Setelah kejadian itu, penduduk candu haram itu akhirnya sadar, seharusnya mereka tidak melakukan hal yang haram. Mereka membuang barang-barang haram itu, akan tetapi si Tegar dan Sonia mereka mengambilnya dan dibuat pesta dunia setiap harinya. Penduduk setempat guram melihat sikap kedua anaknya Bowo sampai di juluki bocah-bocah Bejat, karena setiap harinya hanya meminum dan makan barang haram. Kejadian itu sampai ke telinga Pak Bowo dan Mona, mereka sok mendengar berita yang yang buruk. Keduanya berlarian menuju bocah Bejat itu, sesampainya ditempat neraka dunia mereka berdua nangis tersedu-sedu dan memeluk erat bagaikan buah pisang yang di selimuti kulitnya. Tegar dan Sonia merintihkan air mata bahagia seakan-akan rencananya berhasil meskipun ia harus menanggung dosa yang dibuat. Sudah cukup derita kalian ini semua gara-gara ulah ayah, terucap dari lidah tak bertulang milik pak Bowo itu. Ayah sekarang akan memundurkan dari meja panas yang kalian sebut itu, ayah tidak akan melarang Tegar untuk berdakwah dan mewujudkan impiannya untuk membangun pesantren, Sonia dan Mona kalian harus melanjutkan pendidikan yang lebih tinggi seperti kakak kalian. Mereka semua menangis tersedu-sedu. Kebahagian yang kecil itu hilang seketika ketika mobil abu-abu bertulis Police mendatangi tempat itu dan membawa beberapa brogol.
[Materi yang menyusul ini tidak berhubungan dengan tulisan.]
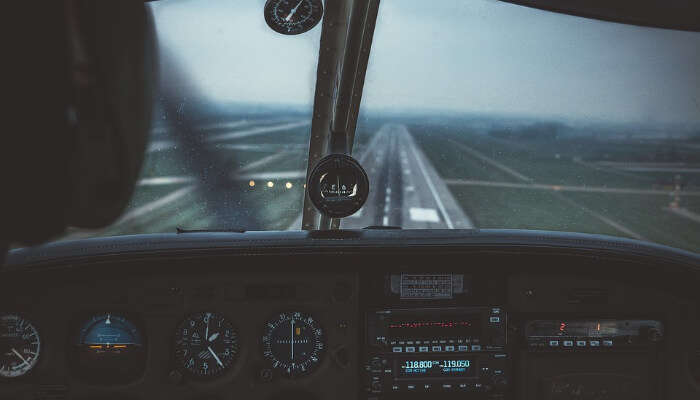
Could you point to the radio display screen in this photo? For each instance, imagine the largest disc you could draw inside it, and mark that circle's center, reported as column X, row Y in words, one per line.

“Selamat siang, kami mendapat laporan dari beberapa penduduk di Sura ini kalau pak Bowo melakukan korupsi , dan anak-anaknya mengkonsumsi barang yang di larang untuuk itu kami akan menangkap kalian semua dan silahkan jelaskan di kantor polisi”, suara bapak polisi yang terdengar sserak-serak basah itu. Tanpa mengucapkan satu kata mereka semua menyerahkan dirinya kecuali Tegar dan Sonia yang harus di rehabilitasi terlebih dahulu untuk menghilangkan kecanduan barang haram. Yah meskipun Tegar dan Sonia di rehabiliasi mereka mulai mengatur kembali apa yang menjadi tujuannya dengan berdakwah dan menyebarkan kebaikan-kebaikan sesama kawan rehabilitasi. Mungkin itu tujuan yang terselip yang menjadi rahasia besar mengapa mereka nekad melakukan hal yang haram walaupun dilakukan dengan sadar. Disisi lain Mona mulai memakai hijabnya dan Pak Bowo mulai belajar mengaji dan menghafalnya. Itulah kehidupan tidak semua berjalan lurus, kelak akan jumpa jalan yang berlubang-lubang yang harus dilalui dan diperbaiki.